Oh - and he did most of the cleaning because my filth threshold was much higher than his - well I am very shortsighted!! grin

AGAA4 Sun 17-Jan-21 16:23:36

My husband worked long hours so much of the childcare and household jobs I did but he did help me with everything when he could.

Witzend Sun 17-Jan-21 16:41:51

I didn’t work when dds were very small, and only went p/t after the younger started school.

But our circumstances were different - we were living in the Middle East and dh had a very demanding job which meant he was usually out from around 7 am until 7 pm, 6 days a week - and sometimes 6 1/2 - no question of reducing hours when this or that was wanted yesterday! - though he did come home for lunch, ditto dds, since school was from 8 until 1 pm only.
Dh did enjoy his job, though.

So there was no way I’d have expected him to do much in the house or with dds, though he was very good with them when he was there.

Once we eventually returned to the U.K. he was still working long hours in a demanding job and was often away for work, sometimes for weeks or months at a time, so nothing much changed. Once dds were more self sufficient there were elderly relatives needing help, and that was nearly all down to me. I was mostly working from home then, though.

I never resented our respective roles or felt hard done by though.

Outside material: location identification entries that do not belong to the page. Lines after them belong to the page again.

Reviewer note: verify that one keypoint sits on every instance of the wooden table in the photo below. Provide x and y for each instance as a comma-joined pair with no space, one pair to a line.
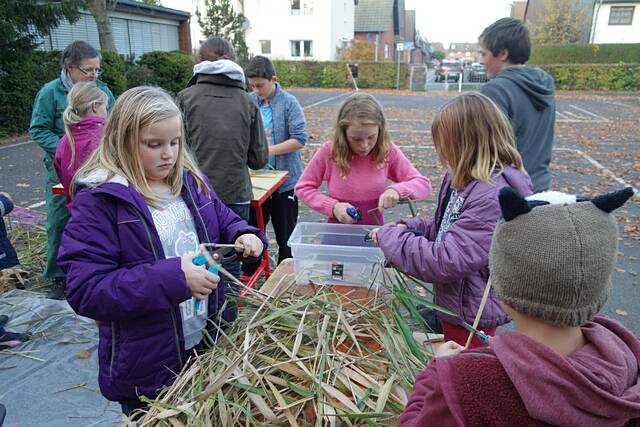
282,277
264,183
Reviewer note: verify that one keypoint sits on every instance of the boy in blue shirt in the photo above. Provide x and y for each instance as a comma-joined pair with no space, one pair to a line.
284,124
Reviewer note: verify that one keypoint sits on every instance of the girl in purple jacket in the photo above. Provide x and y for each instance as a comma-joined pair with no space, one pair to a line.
140,210
474,141
83,126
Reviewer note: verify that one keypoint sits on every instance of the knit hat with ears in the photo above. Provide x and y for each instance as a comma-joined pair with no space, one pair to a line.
552,259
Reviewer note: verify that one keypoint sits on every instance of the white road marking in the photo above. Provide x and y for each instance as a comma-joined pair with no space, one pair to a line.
36,205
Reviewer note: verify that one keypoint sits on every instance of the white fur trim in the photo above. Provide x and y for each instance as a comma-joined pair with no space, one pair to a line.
99,176
553,197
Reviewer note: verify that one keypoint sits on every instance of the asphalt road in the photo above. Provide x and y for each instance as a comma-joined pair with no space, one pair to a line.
596,150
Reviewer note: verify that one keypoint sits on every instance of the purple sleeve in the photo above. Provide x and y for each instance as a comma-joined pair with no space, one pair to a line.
99,287
464,247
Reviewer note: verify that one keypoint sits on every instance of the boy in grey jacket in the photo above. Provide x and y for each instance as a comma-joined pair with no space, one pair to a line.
284,123
525,94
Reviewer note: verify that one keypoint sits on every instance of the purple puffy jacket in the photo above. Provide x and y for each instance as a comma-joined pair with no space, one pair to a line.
458,265
117,274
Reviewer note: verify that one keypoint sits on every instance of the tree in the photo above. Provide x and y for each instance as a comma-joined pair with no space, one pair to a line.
23,21
559,23
438,54
219,19
358,50
98,9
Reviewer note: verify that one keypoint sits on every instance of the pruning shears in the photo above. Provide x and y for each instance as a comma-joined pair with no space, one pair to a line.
354,213
484,338
206,258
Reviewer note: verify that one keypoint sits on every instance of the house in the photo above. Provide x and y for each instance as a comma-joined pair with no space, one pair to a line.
462,51
298,29
137,28
534,9
382,23
416,47
616,22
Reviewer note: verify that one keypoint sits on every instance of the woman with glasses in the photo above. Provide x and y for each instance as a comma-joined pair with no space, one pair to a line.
80,62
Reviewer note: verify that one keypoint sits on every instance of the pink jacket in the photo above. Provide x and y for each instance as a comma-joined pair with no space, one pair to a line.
86,137
519,381
363,186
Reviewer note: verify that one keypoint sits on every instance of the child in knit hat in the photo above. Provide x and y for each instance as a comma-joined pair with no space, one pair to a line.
551,266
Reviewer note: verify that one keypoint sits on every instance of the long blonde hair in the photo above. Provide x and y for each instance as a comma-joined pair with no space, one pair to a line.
81,100
474,139
119,153
364,108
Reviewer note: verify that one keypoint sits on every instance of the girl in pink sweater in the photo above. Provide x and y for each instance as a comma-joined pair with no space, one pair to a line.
84,120
356,166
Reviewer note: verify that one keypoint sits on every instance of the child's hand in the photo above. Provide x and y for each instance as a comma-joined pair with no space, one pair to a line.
340,212
450,348
388,199
251,243
200,281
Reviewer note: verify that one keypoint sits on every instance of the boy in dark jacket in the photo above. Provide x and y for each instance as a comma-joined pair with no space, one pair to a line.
8,256
551,263
525,94
224,128
286,134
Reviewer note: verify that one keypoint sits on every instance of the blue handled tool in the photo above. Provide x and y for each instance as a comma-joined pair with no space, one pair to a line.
202,260
354,213
484,338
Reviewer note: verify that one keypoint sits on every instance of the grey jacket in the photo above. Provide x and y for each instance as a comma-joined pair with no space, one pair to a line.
225,132
526,95
288,122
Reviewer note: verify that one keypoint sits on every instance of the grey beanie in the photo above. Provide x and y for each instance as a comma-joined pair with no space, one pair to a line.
554,261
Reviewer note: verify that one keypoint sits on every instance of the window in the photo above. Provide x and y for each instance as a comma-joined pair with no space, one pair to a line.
621,15
265,46
301,48
308,7
304,6
295,7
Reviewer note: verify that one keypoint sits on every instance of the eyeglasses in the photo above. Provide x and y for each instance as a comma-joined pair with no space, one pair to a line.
91,71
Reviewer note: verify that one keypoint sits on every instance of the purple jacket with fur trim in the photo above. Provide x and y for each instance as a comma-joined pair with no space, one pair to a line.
117,274
458,265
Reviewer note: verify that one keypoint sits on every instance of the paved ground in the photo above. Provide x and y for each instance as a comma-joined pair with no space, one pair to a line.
597,150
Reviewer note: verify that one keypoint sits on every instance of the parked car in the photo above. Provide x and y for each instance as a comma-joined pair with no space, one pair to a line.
450,70
478,73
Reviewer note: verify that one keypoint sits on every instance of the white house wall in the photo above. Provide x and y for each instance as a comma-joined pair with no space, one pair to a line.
330,22
605,33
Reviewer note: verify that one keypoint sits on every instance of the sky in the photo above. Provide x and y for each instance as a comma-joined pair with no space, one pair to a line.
442,21
460,21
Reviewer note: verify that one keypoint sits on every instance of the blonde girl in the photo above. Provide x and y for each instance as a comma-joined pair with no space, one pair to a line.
141,208
475,143
356,165
84,120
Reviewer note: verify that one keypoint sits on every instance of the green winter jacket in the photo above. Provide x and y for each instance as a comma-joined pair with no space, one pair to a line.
46,126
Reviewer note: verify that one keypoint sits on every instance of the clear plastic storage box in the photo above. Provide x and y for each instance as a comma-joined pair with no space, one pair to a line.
335,254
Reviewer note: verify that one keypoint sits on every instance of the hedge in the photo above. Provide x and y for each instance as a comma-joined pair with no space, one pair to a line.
20,86
169,70
335,74
595,76
585,54
114,72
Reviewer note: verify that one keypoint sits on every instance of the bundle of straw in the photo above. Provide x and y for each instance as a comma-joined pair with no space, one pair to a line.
319,359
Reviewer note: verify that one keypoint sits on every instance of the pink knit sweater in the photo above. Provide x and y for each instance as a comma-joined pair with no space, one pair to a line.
363,186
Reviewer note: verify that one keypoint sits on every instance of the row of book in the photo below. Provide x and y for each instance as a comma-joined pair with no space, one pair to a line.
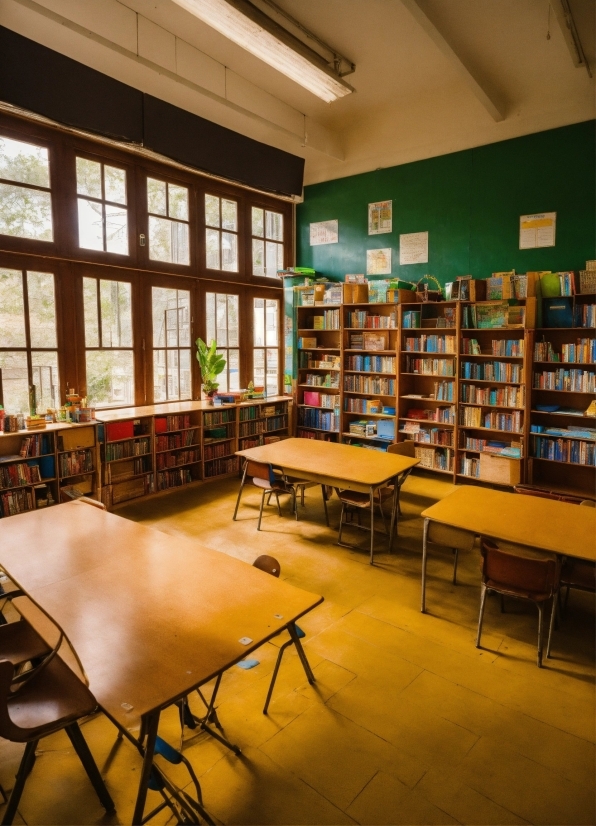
576,381
430,344
181,457
505,371
509,396
564,450
582,352
362,319
18,474
474,417
430,367
76,462
319,419
371,364
123,450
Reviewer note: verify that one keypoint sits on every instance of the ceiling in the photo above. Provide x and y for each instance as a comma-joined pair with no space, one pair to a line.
431,76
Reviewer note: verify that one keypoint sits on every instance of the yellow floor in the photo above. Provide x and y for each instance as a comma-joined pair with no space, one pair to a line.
408,723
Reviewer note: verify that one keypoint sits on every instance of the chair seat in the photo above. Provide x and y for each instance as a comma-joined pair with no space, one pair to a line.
353,497
53,697
19,643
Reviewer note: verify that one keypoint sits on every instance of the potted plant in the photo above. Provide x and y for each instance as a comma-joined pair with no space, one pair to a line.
212,364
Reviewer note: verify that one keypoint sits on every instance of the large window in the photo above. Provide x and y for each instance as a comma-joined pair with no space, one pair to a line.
266,344
103,218
108,342
167,205
25,199
267,242
171,344
28,342
221,238
222,325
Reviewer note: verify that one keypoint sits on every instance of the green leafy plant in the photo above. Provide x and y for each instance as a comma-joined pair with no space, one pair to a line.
211,364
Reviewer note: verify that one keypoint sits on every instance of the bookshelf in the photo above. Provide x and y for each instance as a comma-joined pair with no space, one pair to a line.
44,467
563,384
428,382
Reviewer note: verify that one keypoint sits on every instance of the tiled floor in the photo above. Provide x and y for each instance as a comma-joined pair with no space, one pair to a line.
408,723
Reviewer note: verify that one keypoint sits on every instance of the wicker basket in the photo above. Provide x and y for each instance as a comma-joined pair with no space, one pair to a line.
424,294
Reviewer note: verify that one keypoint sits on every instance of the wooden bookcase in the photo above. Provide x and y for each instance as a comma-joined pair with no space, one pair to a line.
563,385
39,468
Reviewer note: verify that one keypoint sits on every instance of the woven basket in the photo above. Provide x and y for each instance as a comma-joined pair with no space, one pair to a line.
424,294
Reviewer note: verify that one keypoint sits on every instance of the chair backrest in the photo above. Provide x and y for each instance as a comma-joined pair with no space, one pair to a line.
260,470
269,564
407,448
534,575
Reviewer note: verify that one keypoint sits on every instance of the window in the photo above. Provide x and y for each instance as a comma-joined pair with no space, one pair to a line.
222,325
25,199
108,342
103,218
168,222
266,344
28,342
221,242
171,344
267,242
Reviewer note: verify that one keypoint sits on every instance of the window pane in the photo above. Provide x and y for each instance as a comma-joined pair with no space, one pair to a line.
257,222
229,252
212,247
211,211
90,225
25,213
45,379
115,184
90,312
156,196
116,314
42,309
15,382
88,178
24,162
274,225
233,337
116,230
258,255
12,309
178,202
110,377
229,214
222,323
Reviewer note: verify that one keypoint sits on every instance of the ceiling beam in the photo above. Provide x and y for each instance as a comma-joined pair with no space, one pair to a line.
492,107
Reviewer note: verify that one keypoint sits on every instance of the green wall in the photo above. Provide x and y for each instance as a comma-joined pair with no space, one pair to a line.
470,203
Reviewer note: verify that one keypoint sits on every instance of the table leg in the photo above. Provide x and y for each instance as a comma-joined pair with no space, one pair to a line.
152,725
424,552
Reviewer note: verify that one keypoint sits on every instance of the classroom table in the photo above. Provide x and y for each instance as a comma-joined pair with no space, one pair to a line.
337,465
150,616
558,527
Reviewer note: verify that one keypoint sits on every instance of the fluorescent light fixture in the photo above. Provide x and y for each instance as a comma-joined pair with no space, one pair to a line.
244,24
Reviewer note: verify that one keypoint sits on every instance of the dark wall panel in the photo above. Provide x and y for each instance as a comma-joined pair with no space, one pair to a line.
44,81
204,145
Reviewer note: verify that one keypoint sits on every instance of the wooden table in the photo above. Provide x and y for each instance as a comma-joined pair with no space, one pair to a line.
151,616
559,527
337,465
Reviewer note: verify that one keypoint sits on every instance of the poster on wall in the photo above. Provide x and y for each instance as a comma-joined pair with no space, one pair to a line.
537,230
380,217
413,248
378,262
324,232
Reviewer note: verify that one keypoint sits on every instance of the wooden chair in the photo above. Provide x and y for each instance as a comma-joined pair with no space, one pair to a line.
270,565
265,477
52,700
522,573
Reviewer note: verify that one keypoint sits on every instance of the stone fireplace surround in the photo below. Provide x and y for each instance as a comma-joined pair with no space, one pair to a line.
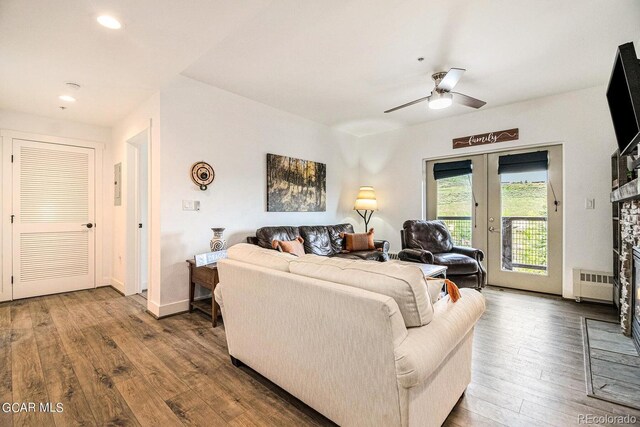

Iam64 Sun 17-Jan-21 18:44:37

Witzend, that sounds so interesting and definitely responsibilities shared. Great to hear your final comment.
My dad worked long hours. He was an ambitious young man, who learned a lot during his time in the Royal Marines in ww2. Back to the mill wasn’t enough. Nightschool, further education led to a very successful career, which he loved. Mum didn’t work and given his hours couldnt

Iam64 Sun 17-Jan-21 18:49:04

Sorry new iPad with mind of its own
Mum couldn’t have worked. She didn’t want to because like most working class women, her mum, mum in law, all worked in mills. Child care delegated to oldest child. Mum was determined not to repeat that pattern.
Lives are all different. We need to recognise that and avoid criticising or dismissing the ‘choices’ other women make.
I worked, it didn’t mean I didn’t dote on my girls. I was lucky and also deliberately chose a career where flexible working was possible. Never missed a sports day

Kim19 Sun 17-Jan-21 19:00:52

When I was SAH there wasn't much for him to turn his hand to domestically but he was total maintenance man and gardener. We were a great team. When he came in from work, I was invariably in the kitchen but he just immediately got stuck in to anything he saw needed doing. When we were first married he said he would turn his hand to anything but he would prefer not to hang out washing or clean windows. Didn't seem much to ask so I happily complied. We married in '67 but were mature for the average newlyweds at that time. Happy days indeed.
.

Greeneyedgirl Sun 17-Jan-21 20:06:07

Ha ha Luckygirl my filth threshold is quite high too, so ditto. My OH is great at loo cleaning, but now thankfully we have a cleaner.

My OH was raised in a household which had a strict cleaning regime, his mum had a day for different jobs and absolutely nothing would get in her way, so he is hard wired. It’s great!

kittylester Sun 17-Jan-21 20:27:10

As you know from the other thread, I was a SAHM so I did most of the domestic stuff but DH did his share when he was at home.

We consider ourselves part of a team and work to our strengths.

Callistemon Sun 17-Jan-21 20:44:30

We consider ourselves part of a team and work to our strengths.

Well said, kittylester
I think you can settle into a routine if you're lucky, although not everyone is.

I am still trying to persuade DH that his window cleaning skills are excellent (indoors only). He's not so sure.

M0nica Sun 17-Jan-21 21:09:47

Luckygirl However, I was the one who did the discipline! He was a soft touch and they knew it!

Recognise that one, because DH was away so much, he was very much a soft touch when he was home. He also did not, for the same reasons, have to deal with any prolonged periods of bad behaviour. DD used to try to wind me up by referring to 'nice Daddy and nasty Mummy' because I was the one that did all the disciplining.

Witzend Sun 17-Jan-21 22:28:02

@Callistemon, my dh really fancies himself at window cleaning (indoors only, someone does the outside) ever since his new toy (Karcher window cleaner) arrived.
Gadgets really are wonderful things!